The Bain’s Cape Mountain Whisky is a 100% corn whisky produced in the Republic of South Africa by a master distiller who apprenticed on Islay under Jim McEwan. If this be the music of the invisible hand of global capitalism, then I say play on!
The Bain’s Cape Mountain Whisky opens on the nose with corn…there’s a bright golden haze on the vell—eldt; there’s a bright golden haze on the veldt…the corn is as high as an (African) elephant’s eye, and the aroma is climbin’ clear up to the sky…Oh, what a first-fill bourbon cask mornin’, oh what a marshmallow fluff day! I’ve got a wonderful banana cream pie nosing, and band-aids on a defenestrated doll lyin’ on hay…
The mouth is high and light, long and creamy, oily and absolutely unconcerned about exceeding it’s Keatsian negative capabilities. Compulsively drinkable—I ask Stephen and John to restrain from glorping a signifcant quantity of the bottle like a dehydrated rhinoceros finding a new watering hole. There’s spice on the back palate; kind of like a good dill of a Masai-man curry sprinkled on cedar-smoked plantains by a sage chef.

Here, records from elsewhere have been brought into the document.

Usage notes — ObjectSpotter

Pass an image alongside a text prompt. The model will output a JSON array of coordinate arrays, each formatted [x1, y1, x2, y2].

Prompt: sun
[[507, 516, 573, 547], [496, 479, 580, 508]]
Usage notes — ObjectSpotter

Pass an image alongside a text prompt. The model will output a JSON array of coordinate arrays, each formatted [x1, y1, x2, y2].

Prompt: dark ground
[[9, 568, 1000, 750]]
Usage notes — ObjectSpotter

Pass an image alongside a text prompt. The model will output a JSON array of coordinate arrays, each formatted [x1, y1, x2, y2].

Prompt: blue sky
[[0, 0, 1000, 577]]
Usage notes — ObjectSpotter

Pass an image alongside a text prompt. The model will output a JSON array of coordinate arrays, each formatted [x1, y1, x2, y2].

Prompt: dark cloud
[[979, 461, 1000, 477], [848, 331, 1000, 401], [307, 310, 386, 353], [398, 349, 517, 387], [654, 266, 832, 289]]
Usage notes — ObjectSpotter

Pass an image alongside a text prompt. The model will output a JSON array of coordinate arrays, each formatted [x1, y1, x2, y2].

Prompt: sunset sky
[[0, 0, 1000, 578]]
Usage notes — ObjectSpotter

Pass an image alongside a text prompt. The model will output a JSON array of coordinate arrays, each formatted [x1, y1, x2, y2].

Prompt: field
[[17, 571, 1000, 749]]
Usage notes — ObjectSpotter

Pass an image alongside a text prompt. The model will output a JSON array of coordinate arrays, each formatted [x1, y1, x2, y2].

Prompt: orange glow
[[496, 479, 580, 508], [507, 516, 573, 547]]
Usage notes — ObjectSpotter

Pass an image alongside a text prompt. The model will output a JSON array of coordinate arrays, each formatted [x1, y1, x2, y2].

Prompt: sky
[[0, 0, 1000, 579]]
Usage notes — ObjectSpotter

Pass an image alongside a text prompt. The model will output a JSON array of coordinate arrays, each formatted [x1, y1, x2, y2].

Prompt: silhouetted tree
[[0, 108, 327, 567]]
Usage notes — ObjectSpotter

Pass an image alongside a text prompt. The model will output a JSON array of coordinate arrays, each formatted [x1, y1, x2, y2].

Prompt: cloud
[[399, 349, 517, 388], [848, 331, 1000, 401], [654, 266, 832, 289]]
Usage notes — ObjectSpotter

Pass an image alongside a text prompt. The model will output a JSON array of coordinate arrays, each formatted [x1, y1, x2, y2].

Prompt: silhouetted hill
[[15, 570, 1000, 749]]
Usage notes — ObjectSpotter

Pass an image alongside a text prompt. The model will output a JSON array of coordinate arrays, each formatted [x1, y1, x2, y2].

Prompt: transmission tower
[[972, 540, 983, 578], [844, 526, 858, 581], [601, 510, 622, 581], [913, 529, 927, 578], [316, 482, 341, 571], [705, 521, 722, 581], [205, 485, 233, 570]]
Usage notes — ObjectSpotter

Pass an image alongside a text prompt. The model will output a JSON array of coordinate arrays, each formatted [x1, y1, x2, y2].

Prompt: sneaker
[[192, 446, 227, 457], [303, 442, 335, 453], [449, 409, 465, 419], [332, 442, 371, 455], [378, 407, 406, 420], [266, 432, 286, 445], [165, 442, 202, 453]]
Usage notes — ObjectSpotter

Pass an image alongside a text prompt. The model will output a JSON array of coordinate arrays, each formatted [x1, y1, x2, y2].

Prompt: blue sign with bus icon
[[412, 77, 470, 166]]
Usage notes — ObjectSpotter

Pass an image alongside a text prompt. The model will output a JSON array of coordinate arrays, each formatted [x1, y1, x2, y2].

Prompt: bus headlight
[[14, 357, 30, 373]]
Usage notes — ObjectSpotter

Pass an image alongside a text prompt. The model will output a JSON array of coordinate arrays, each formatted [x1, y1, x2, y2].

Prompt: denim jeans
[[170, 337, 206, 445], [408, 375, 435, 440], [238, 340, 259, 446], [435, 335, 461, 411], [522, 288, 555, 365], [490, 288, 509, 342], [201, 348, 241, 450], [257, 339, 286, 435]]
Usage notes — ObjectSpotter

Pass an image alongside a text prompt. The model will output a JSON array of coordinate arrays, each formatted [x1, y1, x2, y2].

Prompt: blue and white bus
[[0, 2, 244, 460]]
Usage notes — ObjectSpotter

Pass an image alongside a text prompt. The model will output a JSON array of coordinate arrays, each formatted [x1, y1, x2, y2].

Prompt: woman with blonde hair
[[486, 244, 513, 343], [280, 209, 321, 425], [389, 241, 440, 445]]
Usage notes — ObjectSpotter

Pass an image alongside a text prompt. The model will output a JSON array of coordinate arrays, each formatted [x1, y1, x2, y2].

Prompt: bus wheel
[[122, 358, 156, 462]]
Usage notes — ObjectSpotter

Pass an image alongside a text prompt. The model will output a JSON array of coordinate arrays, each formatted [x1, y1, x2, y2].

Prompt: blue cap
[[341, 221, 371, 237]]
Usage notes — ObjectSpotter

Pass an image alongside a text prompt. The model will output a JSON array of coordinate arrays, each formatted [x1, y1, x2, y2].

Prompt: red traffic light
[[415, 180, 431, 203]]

The finish is a large waterwheel festooned with ostrich feathers, thrumming and whirling in a mill race, a gumboot dancing whisky, the larruping percussive thumping powering a kitchen grinder pulverizing dried bananas to be used in a new flavor of Tang. It still makes me feel like I need to play a round of macro-glorping chug-a-lug with the bottle. (Still restrained.)
On the scale of global investment firms–
The Bain’s Cape Mountain Whisky is (duh) Bain Capital–Did Mitt Romney drink Bain’s Cape Mountain Whisky? He should have. Did Romney ever use the slogan, “No Bain, No Gain”? He should have. Cheers! (In Afrikaans, “cheers” is……..cheers!)